Sulla salvezza raggiunta, Mirabelli ha dichiarato: «Sapevamo fin dall’inizio che avremmo dovuto soffrire e così è stato. Eravamo nati per questo obiettivo: avevamo messo in preventivo di salvarci all’ultimo minuto dell’ultima giornata, invece ci siamo riusciti con un turno d’anticipo. Siamo davvero soddisfatti, era un traguardo che avevamo bene in mente e che volevamo a tutti i costi».
Guardando all’ultima gara stagionale, ha aggiunto: «Abbiamo convissuto ogni domenica con questo peso. Mi auguro che l’ultima gara venga affrontata con maggiore leggerezza, permettendo ai nostri valori tecnici di emergere meglio. Onestamente dobbiamo essere orgogliosi: basta guardare i nomi delle squadre che abbiamo lasciato alle nostre spalle per capire la portata del grande lavoro che è stato fatto».
Sul futuro, il ds ha le idee chiare: «Sono passati pochi giorni dalla sfida di venerdì, ma già dalla prossima settimana ci metteremo al lavoro per il futuro. Vogliamo affrontare il prossimo campionato al meglio, anche perché questa promozione è coincisa con l’avvento di una proprietà importante che vuole regalare anni di alto livello a una piazza come Padova».

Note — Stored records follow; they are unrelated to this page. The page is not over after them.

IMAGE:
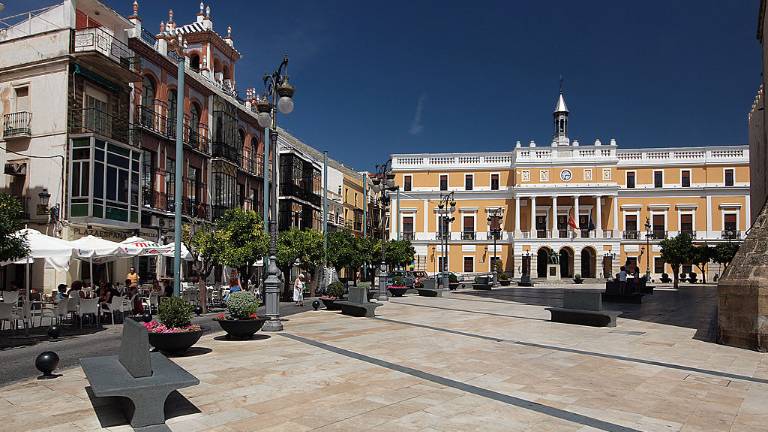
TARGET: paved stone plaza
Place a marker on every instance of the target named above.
(465, 363)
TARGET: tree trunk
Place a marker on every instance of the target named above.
(675, 275)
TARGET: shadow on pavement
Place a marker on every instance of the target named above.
(690, 306)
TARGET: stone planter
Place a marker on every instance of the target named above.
(241, 329)
(330, 303)
(174, 343)
(397, 291)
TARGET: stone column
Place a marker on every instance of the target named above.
(599, 221)
(555, 233)
(576, 215)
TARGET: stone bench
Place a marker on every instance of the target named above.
(143, 377)
(583, 307)
(366, 309)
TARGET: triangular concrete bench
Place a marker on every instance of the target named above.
(137, 374)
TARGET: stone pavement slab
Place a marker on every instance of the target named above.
(459, 363)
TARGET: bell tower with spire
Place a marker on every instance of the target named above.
(560, 137)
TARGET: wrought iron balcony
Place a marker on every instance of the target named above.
(631, 235)
(92, 120)
(103, 43)
(17, 125)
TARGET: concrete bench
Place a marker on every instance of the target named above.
(357, 303)
(583, 307)
(143, 377)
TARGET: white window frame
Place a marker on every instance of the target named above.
(653, 179)
(465, 182)
(447, 181)
(729, 210)
(463, 259)
(626, 179)
(734, 176)
(690, 177)
(606, 173)
(408, 176)
(490, 180)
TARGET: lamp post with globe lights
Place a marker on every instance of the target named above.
(278, 97)
(383, 182)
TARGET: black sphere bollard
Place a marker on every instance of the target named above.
(54, 332)
(46, 363)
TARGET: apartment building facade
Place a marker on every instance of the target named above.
(596, 207)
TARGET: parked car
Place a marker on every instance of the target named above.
(418, 278)
(408, 279)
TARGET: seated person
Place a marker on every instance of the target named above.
(60, 293)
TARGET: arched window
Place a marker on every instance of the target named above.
(194, 124)
(194, 62)
(146, 111)
(172, 106)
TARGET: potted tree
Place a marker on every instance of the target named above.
(335, 292)
(453, 281)
(175, 332)
(398, 287)
(241, 320)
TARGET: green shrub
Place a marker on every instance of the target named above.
(242, 304)
(336, 289)
(175, 312)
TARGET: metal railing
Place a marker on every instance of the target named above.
(17, 124)
(96, 39)
(92, 120)
(631, 235)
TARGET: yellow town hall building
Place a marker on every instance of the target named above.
(595, 205)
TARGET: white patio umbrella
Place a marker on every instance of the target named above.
(55, 251)
(96, 249)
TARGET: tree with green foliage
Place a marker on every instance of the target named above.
(700, 257)
(677, 251)
(396, 252)
(304, 246)
(724, 253)
(243, 239)
(12, 244)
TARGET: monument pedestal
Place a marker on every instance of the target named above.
(743, 292)
(553, 271)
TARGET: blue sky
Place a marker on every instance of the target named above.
(374, 78)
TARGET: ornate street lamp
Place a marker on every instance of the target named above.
(494, 224)
(648, 236)
(278, 97)
(446, 207)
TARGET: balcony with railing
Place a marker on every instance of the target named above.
(100, 49)
(254, 165)
(631, 235)
(92, 120)
(17, 125)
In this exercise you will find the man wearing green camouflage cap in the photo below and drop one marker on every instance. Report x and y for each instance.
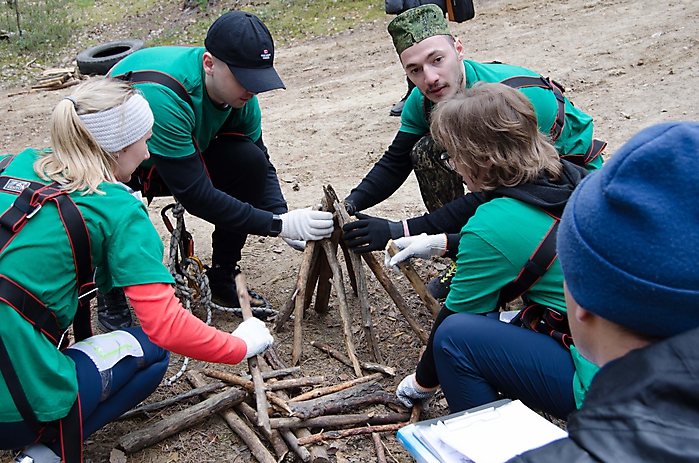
(434, 61)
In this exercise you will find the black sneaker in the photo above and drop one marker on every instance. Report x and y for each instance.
(224, 292)
(113, 312)
(439, 286)
(397, 109)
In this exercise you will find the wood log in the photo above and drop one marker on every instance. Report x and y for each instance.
(355, 266)
(320, 437)
(142, 438)
(333, 421)
(312, 280)
(319, 453)
(378, 445)
(276, 362)
(324, 288)
(253, 362)
(149, 408)
(390, 371)
(341, 401)
(300, 299)
(335, 388)
(416, 411)
(238, 426)
(394, 294)
(415, 281)
(307, 411)
(274, 436)
(285, 311)
(250, 386)
(274, 373)
(293, 442)
(342, 300)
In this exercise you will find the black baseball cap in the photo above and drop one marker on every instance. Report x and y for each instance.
(244, 43)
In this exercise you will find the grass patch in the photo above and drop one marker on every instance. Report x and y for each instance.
(51, 28)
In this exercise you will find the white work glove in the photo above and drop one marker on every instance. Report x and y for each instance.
(299, 245)
(409, 390)
(256, 336)
(423, 246)
(306, 224)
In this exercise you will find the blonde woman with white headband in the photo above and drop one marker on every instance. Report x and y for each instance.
(52, 397)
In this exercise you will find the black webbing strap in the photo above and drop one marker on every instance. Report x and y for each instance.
(148, 177)
(31, 309)
(18, 396)
(29, 201)
(543, 82)
(534, 269)
(157, 77)
(69, 429)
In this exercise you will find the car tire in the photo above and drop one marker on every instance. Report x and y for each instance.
(99, 59)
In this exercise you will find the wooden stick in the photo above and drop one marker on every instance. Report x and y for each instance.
(320, 437)
(274, 437)
(300, 299)
(324, 289)
(142, 438)
(293, 442)
(253, 365)
(274, 373)
(330, 421)
(416, 281)
(394, 294)
(146, 409)
(344, 359)
(285, 311)
(238, 426)
(250, 386)
(330, 389)
(318, 452)
(378, 445)
(342, 300)
(360, 287)
(312, 280)
(416, 411)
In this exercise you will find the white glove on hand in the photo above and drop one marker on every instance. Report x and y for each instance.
(299, 245)
(256, 336)
(306, 224)
(423, 246)
(409, 390)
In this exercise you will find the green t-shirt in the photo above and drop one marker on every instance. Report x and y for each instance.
(127, 251)
(577, 133)
(494, 246)
(175, 122)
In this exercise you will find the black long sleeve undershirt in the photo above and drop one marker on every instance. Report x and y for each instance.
(188, 182)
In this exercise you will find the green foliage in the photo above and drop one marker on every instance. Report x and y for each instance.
(36, 27)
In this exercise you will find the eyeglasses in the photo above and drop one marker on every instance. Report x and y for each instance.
(449, 163)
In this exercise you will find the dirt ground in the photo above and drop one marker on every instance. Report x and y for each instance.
(629, 64)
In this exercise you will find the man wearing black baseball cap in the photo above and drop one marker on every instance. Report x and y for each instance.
(207, 149)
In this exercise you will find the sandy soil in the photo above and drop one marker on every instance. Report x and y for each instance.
(629, 64)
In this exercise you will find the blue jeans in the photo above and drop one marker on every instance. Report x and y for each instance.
(133, 381)
(477, 357)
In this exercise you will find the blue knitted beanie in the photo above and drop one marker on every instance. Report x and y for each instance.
(628, 241)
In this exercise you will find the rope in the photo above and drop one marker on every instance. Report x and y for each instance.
(191, 283)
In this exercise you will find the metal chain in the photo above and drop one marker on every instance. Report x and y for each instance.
(191, 283)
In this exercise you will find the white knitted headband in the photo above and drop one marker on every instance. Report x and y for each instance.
(121, 126)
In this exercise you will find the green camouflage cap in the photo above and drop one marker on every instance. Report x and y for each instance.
(417, 24)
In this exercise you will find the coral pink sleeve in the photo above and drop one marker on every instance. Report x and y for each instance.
(171, 327)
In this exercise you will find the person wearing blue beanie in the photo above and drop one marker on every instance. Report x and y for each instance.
(628, 245)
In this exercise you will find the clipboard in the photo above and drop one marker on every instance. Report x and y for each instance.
(477, 433)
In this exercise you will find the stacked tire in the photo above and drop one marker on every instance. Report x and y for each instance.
(99, 59)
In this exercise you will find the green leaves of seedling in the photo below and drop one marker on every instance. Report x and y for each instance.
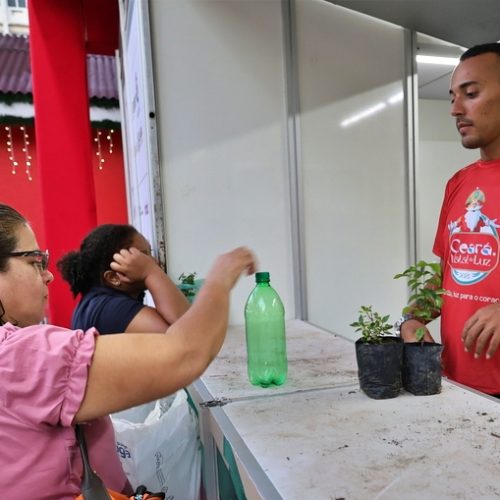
(425, 301)
(372, 326)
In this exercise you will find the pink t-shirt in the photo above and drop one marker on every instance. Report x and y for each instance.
(43, 374)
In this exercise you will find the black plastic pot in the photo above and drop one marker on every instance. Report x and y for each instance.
(379, 367)
(422, 368)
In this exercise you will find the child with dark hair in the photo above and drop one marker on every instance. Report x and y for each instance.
(111, 271)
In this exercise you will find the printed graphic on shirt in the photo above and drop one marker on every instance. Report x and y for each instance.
(473, 242)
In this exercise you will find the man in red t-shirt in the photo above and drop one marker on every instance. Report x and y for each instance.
(467, 238)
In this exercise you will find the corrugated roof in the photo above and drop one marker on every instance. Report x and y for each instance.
(15, 70)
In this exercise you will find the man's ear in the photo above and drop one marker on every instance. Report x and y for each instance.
(111, 278)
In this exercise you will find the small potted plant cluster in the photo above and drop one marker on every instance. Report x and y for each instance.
(385, 363)
(189, 285)
(379, 355)
(422, 360)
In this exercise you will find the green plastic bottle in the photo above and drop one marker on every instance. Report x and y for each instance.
(265, 334)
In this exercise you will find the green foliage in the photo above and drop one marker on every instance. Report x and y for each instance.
(187, 279)
(372, 326)
(187, 285)
(425, 301)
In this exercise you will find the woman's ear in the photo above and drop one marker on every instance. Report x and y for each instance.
(111, 278)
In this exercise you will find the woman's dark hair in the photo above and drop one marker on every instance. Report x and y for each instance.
(10, 220)
(85, 268)
(484, 48)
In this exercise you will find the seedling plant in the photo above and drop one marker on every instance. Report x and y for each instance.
(372, 325)
(425, 301)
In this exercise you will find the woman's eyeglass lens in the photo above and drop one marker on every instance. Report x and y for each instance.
(42, 257)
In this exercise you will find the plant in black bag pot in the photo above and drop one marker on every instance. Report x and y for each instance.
(379, 355)
(422, 360)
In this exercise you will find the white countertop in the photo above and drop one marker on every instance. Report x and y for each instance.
(319, 437)
(339, 443)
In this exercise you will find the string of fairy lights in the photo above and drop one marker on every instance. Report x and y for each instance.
(14, 163)
(102, 138)
(100, 149)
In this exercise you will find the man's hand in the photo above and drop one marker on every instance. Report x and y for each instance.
(481, 333)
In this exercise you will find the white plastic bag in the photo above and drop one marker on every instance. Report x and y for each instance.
(159, 446)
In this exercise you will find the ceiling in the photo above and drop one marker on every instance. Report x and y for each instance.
(454, 25)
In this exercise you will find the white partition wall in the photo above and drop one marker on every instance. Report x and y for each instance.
(220, 95)
(353, 139)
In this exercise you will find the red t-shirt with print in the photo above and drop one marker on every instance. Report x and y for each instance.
(467, 241)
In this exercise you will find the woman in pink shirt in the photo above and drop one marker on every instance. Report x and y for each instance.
(53, 378)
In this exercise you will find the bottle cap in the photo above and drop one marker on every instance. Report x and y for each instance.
(261, 277)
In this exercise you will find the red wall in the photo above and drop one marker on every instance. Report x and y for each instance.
(25, 195)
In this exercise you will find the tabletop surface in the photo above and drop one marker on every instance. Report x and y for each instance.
(340, 444)
(319, 437)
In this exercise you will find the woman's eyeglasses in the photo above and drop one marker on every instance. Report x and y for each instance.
(41, 257)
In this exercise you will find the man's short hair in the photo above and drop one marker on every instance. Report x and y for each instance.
(484, 48)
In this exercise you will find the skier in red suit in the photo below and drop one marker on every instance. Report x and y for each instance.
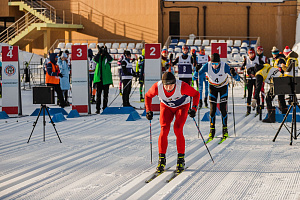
(174, 98)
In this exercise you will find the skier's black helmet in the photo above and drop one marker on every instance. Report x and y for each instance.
(215, 57)
(168, 78)
(127, 53)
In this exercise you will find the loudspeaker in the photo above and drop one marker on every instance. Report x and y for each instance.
(282, 85)
(43, 95)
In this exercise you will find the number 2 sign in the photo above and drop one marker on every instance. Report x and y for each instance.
(79, 52)
(220, 48)
(152, 51)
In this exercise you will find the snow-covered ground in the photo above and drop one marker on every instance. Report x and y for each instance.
(107, 157)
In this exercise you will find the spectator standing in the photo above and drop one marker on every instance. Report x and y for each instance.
(102, 76)
(127, 75)
(92, 66)
(53, 76)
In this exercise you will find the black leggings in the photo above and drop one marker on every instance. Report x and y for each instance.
(213, 96)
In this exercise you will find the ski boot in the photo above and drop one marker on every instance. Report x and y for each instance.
(142, 99)
(180, 163)
(211, 135)
(200, 103)
(93, 99)
(205, 102)
(161, 163)
(248, 111)
(225, 133)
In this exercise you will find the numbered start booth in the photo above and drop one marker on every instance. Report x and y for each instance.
(80, 80)
(152, 70)
(11, 89)
(221, 49)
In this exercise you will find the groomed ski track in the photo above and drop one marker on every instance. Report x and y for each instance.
(106, 157)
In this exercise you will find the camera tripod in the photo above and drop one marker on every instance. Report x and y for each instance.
(293, 131)
(43, 109)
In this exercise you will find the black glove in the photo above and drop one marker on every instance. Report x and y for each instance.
(198, 67)
(149, 115)
(232, 71)
(192, 113)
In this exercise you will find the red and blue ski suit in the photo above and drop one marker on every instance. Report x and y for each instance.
(175, 103)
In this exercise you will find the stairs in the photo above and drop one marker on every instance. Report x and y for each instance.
(40, 16)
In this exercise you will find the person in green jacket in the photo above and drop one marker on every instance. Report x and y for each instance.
(102, 76)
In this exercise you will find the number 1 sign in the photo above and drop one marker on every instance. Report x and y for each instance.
(220, 48)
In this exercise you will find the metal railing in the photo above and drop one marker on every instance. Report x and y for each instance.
(20, 25)
(50, 11)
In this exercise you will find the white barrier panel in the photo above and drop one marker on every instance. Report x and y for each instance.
(152, 70)
(11, 91)
(80, 77)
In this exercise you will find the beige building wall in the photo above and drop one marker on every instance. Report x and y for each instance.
(275, 24)
(112, 19)
(148, 20)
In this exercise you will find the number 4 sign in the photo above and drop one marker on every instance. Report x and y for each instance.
(220, 48)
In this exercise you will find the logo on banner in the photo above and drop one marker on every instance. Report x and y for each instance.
(9, 70)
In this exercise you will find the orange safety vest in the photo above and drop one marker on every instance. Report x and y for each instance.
(52, 79)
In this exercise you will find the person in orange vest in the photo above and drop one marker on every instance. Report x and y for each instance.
(53, 77)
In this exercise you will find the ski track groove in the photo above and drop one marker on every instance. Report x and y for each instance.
(65, 161)
(25, 145)
(180, 192)
(65, 131)
(193, 147)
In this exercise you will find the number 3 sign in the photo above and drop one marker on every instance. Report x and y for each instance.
(79, 52)
(220, 48)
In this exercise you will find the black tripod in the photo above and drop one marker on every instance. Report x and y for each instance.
(43, 109)
(294, 105)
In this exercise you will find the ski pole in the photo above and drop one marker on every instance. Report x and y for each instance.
(203, 139)
(150, 141)
(137, 83)
(119, 93)
(233, 107)
(199, 121)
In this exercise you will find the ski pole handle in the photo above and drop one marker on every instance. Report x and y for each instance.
(150, 142)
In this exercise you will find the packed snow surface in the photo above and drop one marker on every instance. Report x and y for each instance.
(107, 157)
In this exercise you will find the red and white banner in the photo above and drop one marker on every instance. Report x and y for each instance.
(11, 90)
(152, 70)
(80, 77)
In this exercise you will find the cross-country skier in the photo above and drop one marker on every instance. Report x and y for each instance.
(201, 60)
(127, 75)
(174, 101)
(249, 64)
(140, 68)
(217, 73)
(264, 74)
(185, 65)
(279, 62)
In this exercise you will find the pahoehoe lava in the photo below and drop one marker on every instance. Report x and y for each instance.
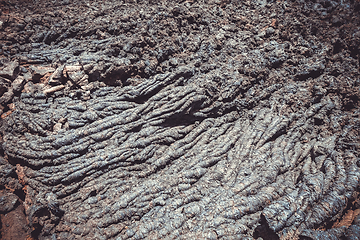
(210, 119)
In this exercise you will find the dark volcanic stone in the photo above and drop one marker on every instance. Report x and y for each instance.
(186, 119)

Infine, una riflessione più ampia sul sistema calcio italiano: «Speravo non mi facesse questa domanda, perché poi dico ciò che penso: mi sembra più una corsa alla poltrona che una sfida di idee per cambiare davvero le cose. Non dobbiamo illuderci che la soluzione sia semplicemente il nome del prossimo presidente o del commissario tecnico della Nazionale; così prendiamo in giro noi stessi. La vedo dura perché mancano tavoli di confronto reali dove sedersi e proporre soluzioni. Di soluzioni ce ne sarebbero tante, ma pare che l’interesse principale resti il potere personale e non la risoluzione dei problemi strutturali del nostro calcio».